Obama tire la sonnette d'alarme. Les Etats-Unis, qui ont promis d'envoyer 300 conseillers militaires pour aider l'armée irakienne tout en excluant les frappes aériennes réclamées par Bagdad, ne ménagent pas leurs critiques contre M. Maliki, qu'ils ont pourtant longtemps soutenu, accusé de mener une politique confessionnelle dans un pays au bord du chaos. "C'est au peuple irakien de choisir ses dirigeants", a répété John Kerry au Caire, mais Washington aimerait le voir "se trouver une direction prête à représenter tout le peuple irakien". Dans une interview diffusée dimanche, le président américain Barack Obama a mis en garde contre les dangers que l'avancée de l'EIIL représentait pour la stabilité de l'ensemble de la région, estimant qu'ils pouvaient "déborder sur des pays alliés comme la Jordanie".
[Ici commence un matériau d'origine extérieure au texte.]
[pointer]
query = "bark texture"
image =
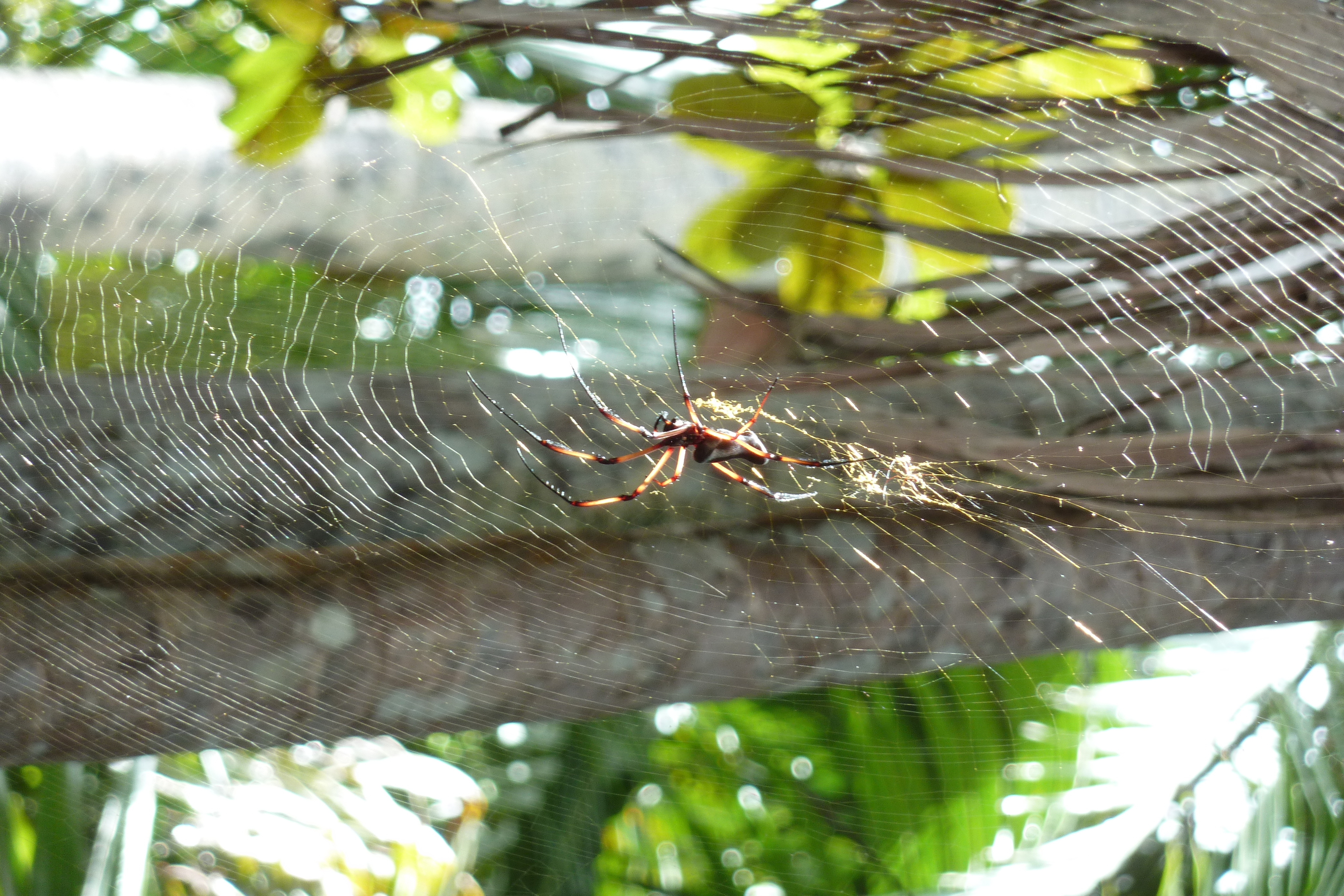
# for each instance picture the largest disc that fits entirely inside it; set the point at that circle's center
(208, 562)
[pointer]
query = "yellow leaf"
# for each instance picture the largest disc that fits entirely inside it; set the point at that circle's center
(951, 50)
(946, 136)
(298, 121)
(835, 270)
(732, 97)
(425, 102)
(304, 20)
(936, 264)
(921, 305)
(264, 82)
(1075, 73)
(958, 205)
(800, 51)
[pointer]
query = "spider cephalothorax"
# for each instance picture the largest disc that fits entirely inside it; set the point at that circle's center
(708, 445)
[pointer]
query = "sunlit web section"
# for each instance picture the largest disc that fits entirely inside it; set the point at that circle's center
(1077, 292)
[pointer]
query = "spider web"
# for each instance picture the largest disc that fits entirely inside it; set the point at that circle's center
(251, 498)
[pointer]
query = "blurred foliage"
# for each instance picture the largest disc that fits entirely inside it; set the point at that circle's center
(873, 789)
(271, 50)
(1287, 772)
(120, 315)
(963, 97)
(890, 788)
(794, 213)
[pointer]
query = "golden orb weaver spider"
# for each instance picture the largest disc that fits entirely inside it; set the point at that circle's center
(671, 436)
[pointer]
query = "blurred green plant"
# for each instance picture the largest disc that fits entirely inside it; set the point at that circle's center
(884, 788)
(1284, 774)
(123, 315)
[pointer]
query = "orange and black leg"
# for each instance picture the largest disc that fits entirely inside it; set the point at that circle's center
(601, 406)
(640, 489)
(560, 448)
(757, 487)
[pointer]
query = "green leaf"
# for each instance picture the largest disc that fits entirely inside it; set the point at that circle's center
(733, 97)
(1076, 73)
(425, 102)
(265, 82)
(780, 205)
(800, 51)
(303, 20)
(298, 121)
(946, 136)
(951, 50)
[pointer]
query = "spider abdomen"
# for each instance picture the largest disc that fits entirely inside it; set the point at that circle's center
(717, 446)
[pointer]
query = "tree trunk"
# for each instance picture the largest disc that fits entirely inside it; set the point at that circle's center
(204, 562)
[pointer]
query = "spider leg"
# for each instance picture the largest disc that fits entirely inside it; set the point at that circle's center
(823, 464)
(757, 487)
(686, 393)
(560, 448)
(681, 465)
(608, 413)
(760, 408)
(634, 495)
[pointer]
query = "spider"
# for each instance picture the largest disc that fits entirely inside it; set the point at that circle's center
(671, 436)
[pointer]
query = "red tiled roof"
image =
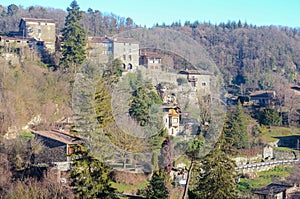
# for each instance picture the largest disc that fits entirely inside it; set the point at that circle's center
(38, 20)
(262, 93)
(63, 137)
(99, 39)
(195, 72)
(150, 54)
(125, 40)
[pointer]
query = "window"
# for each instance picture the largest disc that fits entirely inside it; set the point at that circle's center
(106, 52)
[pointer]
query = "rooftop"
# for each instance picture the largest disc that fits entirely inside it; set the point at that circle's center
(38, 20)
(60, 136)
(263, 93)
(195, 72)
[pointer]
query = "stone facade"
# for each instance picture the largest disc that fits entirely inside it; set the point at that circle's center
(57, 146)
(127, 50)
(104, 49)
(42, 30)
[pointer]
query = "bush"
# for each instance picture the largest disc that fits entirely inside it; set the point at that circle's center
(127, 178)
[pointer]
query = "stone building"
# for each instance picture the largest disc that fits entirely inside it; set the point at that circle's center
(150, 60)
(57, 146)
(199, 80)
(42, 30)
(171, 119)
(104, 49)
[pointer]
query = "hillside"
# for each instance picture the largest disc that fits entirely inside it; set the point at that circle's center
(245, 53)
(30, 90)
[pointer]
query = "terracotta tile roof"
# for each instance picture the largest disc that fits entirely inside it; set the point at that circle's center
(60, 136)
(150, 54)
(195, 72)
(19, 38)
(263, 93)
(38, 20)
(99, 39)
(125, 40)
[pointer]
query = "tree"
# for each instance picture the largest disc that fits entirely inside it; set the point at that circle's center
(142, 99)
(236, 127)
(269, 117)
(215, 176)
(90, 176)
(103, 107)
(12, 9)
(157, 188)
(74, 39)
(193, 153)
(166, 158)
(114, 72)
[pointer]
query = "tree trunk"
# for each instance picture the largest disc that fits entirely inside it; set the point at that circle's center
(186, 188)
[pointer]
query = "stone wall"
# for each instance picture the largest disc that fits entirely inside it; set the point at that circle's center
(53, 151)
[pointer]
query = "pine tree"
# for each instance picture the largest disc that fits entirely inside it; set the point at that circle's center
(90, 176)
(214, 178)
(74, 40)
(157, 188)
(236, 127)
L'Iranien Khamanei s'en mêle. Le guide suprême iranien, l'ayatollah Ali Khamenei, a exprimé dimanche son hostilité à toute intervention américaine en Irak, affirmant que les Irakiens étaient capables de mettre eux-mêmes fin aux violences dans leur pays. Ali Khamenei a déclaré que les Etats-Unis visaient à maintenir l'Irak sous leur coupe et à placer leurs complices au pouvoir. Cité par l'agence Irna, il a jugé que le conflit en Irak n'était pas d'ordre religieux, entre majorité chiite et minorité sunnite, mais qu'il opposait les partisans d'un Irak sous influence américaine et les partisans d'un Irak indépendant. "Les autorités américaines s'emploient à décrire cela comme une guerre confessionnelle, mais ce qui se produit en Irak n'est pas une guerre entre sunnites et chiites", a déclaré Khamenei. "Nous sommes fermement opposés à une intervention des Etats-Unis et d'autres pays en Irak", a ajouté Khamenei. "Nous ne l'approuvons pas, parce que nous sommes persuadés que le gouvernement, la nation et les autorités religieuses d'Irak sont capables de mettre fin à la sédition. Et si Dieu le veut, ils le feront."